Monday, July 20, 2009

Tropics getting More Active...

As we head towards the last 10 days in July, we start to look farther out in the Atlantic for tropical activity. Several strong waves are heading westward with the first already moving thru the islands and into the eastern Caribbean. This wave will not develop as it will encounter strong westerly shearing winds for the rest of this week. The other wave looks better organized tonight, but it's at a much lower latitude (below 10 degrees North). Unless it shifts farther to the north, it will run into the north coast of South America later this week. Over the Gulf we still have a deep east coast trough that will keep any development away from us. Longer range computer models bring yet more east coast troughs later this week meaning we do not have to worry about any tropical storms here for the next 7-10 days. The longer this pattern hangs around, the better for us. In fact, it could mean some early season September cold fronts?

2 comments:

ONLYREAL said...

Yep,

97L is heading straight into 40+ Knot's of vertical wind shear. Some models indicate that a piece of energy from the wave may break off and head into the Bahamas where cyclogenesis will likely occur and the big trough you mentioned picks it up and rapidly ejects off to the northeast. Also, The environment off the East Coast is too baroclinic to allow it to become a full fledged warm core Tropical Cyclone. So no tropical development from that.

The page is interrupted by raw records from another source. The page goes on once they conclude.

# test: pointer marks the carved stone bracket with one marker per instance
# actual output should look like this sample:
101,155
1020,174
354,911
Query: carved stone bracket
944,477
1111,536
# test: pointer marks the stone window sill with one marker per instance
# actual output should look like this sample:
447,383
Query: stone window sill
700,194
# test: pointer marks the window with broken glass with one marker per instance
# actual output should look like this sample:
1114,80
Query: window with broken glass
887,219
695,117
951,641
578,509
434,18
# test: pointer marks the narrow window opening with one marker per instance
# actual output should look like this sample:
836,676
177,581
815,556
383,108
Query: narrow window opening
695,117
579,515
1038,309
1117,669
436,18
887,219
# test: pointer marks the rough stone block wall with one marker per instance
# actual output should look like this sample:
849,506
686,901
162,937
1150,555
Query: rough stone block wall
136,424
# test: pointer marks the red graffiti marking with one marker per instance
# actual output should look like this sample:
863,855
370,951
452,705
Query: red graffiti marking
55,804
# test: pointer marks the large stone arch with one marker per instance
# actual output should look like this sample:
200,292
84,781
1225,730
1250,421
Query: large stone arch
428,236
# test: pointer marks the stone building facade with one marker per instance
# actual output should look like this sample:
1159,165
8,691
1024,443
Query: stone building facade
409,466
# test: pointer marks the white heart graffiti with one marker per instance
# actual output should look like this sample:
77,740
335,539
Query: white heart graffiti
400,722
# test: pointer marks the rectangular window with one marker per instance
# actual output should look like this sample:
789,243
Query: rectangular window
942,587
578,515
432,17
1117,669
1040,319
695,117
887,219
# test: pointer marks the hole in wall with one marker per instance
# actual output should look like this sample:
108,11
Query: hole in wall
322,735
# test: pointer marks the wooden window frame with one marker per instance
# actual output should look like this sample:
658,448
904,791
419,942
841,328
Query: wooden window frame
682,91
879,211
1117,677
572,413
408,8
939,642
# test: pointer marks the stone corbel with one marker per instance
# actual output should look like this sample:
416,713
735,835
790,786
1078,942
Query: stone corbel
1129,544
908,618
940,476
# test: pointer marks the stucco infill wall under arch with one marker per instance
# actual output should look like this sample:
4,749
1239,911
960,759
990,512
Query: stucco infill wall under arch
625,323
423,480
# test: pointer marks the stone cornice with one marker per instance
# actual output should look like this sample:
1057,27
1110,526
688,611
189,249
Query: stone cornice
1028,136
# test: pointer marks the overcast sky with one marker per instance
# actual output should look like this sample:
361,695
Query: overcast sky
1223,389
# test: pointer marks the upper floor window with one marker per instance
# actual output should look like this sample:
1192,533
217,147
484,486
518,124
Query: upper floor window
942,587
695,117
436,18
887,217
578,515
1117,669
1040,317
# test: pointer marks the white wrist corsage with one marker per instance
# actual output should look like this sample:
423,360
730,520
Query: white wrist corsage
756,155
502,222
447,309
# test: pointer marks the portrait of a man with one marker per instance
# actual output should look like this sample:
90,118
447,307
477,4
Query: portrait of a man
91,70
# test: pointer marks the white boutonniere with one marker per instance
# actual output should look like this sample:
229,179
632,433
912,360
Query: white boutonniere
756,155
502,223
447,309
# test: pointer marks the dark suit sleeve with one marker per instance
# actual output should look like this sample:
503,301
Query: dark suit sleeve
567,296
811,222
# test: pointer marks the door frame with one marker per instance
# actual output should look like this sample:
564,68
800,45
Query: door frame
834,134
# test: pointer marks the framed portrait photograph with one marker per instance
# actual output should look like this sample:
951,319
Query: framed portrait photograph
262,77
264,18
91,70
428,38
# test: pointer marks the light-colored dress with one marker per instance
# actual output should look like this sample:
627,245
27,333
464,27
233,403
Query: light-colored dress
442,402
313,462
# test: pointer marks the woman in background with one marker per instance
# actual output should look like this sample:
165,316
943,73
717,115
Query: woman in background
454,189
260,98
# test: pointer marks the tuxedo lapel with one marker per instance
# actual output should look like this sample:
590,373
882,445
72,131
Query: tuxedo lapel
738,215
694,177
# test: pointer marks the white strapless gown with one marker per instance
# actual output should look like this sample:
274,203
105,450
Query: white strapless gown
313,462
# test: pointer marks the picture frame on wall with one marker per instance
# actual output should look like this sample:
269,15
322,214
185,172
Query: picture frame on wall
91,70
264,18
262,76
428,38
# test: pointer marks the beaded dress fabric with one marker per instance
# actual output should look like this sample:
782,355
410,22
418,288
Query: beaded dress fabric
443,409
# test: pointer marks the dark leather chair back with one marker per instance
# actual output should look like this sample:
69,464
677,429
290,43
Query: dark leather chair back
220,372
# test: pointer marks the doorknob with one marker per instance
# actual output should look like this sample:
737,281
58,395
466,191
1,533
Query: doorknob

Now the other disturbance you mentioned is tangled into the ITCZ and it's likely no development will occur with it unless it manages to detach itself, but none of the models show this happening at this time. But what would happen if the models are wrong and it does manage to get out of the ITCZ? The answer to that is the environment in the Atlantic will still be way too hostile for any significant development to occur with it.

ONLYREAL

Anonymous said...

Keep those east coast troughs a 'comin'!